- When
- Thurs., Nov. 30, 2023, 6:30–7 p.m.
- Where
- Art Theater
- Tickets
-
Free, museum admission not required
Register 🎟
Akemi May, associate curator, works on paper at Carnegie Museum of Art, and Jeannie Kenmotsu, PhD, Arlene and Harold Schnitzer Curator of Asian Art at the Portland Art Museum, discuss the international reception of Japanese prints focusing on the works in our current exhibition, Imprinting in Their Time: Japanese Printmakers, 1912–2022.
About the Speakers
Jeannie Kenmotsu, PhD, is the Arlene and Harold Schnitzer Curator of Asian Art at the Portland Art Museum (Portland, Oregon). She is a specialist in the art of early modern Japan, with focus on painting, illustrated books, and prints. Other interests include contemporary Asian art, the international reception of Japanese prints, and creative practices of the diaspora. Her research has been supported by the Andrew W. Mellon Foundation, Japan Foundation, and Blakemore Foundation, among others. Dr. Kenmotsu is a Senior Fellow of the Andrew W. Mellon Society of Fellows in Critical Bibliography at Rare Book School and a board member of the Japanese Art Society of America. She is currently organizing the first major museum retrospective of the artist Yoshida Chizuko (1924–2017).
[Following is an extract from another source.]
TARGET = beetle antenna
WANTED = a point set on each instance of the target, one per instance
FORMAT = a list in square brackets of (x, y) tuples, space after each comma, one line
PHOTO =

Akemi May is associate curator of works on paper at Carnegie Museum of Art and curator of Imprinting in Their Time: Japanese Printmakers, 1912–2022. Since joining the museum in 2009, May has organized numerous exhibitions and reinstallations of the museum’s collection, including Japan is the Key: Collecting Prints and Ivories, 1900–1920, Hiroshige’s Tōkaidō Road, Monet and the Modern City, and A Delight for the Senses: The Still Life. May also contributed to Art Tracks, a pioneering data visualization initiative for provenance research and oversaw the publication of the museum’s new Collection Handbook.